When I talk to people about letting go of the outcome, they all agree logically. Emotionally, they find the concept hard to embrace. Here’s why.
Finality myth
As human beings our natural tendency is to view an outcome as being the final result. If the outcome is what we desired, wonderful! There’s no reason to continue.
If the outcome isn’t what we hoped to achieve, we’ve failed…the opportunity is lost. That’s how we think about outcomes.
The reality is that nothing is further from the truth. What people fail to realize is that outcomes carry with them the unstated term “yet.”
Nothing’s final
What happens when you achieve the outcome you desire? You’re happy, right? Yet, it isn’t long before you want more. It’s the desire to continue to improve, to excel, that makes life fun and exciting. A favorable outcome isn’t, nor should it be, final. It’s merely a stepping stone on the path to a fun, exciting life.

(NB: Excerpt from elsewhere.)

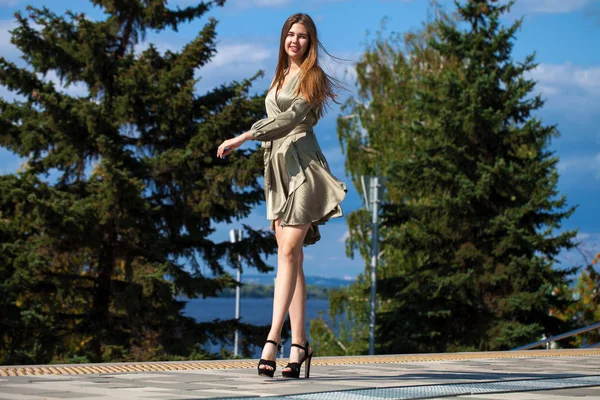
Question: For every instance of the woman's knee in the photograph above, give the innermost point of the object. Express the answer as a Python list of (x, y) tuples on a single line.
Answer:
[(289, 252)]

The same is true when the result isn’t what you’d hoped to achieve. It isn’t a failure. It simply means that you have succeeded yet…that there was a lesson to be learned that will propel you closer and closer to your goal. You’ll notice that I didn’t say “ultimate goal” because that would fly in the face of the desire for more once we achieve any goal.
For you
The next time that you get the outcome that you sought, or more, enjoy the ride. Take time to bask in the glow of that success. When the glow fades and a desire for something new and exciting arises, celebrate the opportunity to experience the joy of tackling and overcoming new challenges…achieving things that you wouldn’t have previously thought possible. Then bask in the glow again.

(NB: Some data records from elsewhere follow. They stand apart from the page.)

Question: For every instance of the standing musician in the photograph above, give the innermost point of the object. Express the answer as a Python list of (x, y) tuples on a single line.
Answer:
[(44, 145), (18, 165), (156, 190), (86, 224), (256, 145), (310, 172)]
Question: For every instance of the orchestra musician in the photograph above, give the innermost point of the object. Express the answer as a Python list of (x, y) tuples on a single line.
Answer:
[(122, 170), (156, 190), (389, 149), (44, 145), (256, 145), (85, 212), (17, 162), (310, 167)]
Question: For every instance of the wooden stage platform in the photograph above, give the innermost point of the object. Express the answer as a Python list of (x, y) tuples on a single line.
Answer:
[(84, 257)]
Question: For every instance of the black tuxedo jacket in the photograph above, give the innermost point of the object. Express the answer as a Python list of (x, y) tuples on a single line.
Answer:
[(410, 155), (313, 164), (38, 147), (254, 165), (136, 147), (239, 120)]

If things don’t go as planned, if you don’t get the result you desired, remind yourself that you haven’t achieved that result yet. That success is assured by virtue of your desire and by implementing what you learned in the previous experience. Combining desire and learning makes you unstoppable.
For our kids
When you see kids feeling down because the outcome wasn’t what they wanted, share the insights above with them. Get them in the habit of adding the word “yet” to their analysis of any outcome they achieve. You want them to think:
I am successful, YET I know I’ll soon desire more.
I didn’t get the result I wanted YET. I know that modifying my approach based on what I learned will move me closer to my goal.
You and your kids will find that you enjoy your life’s journey regardless of the outcome…and discover that letting go of the outcome really isn’t all that hard.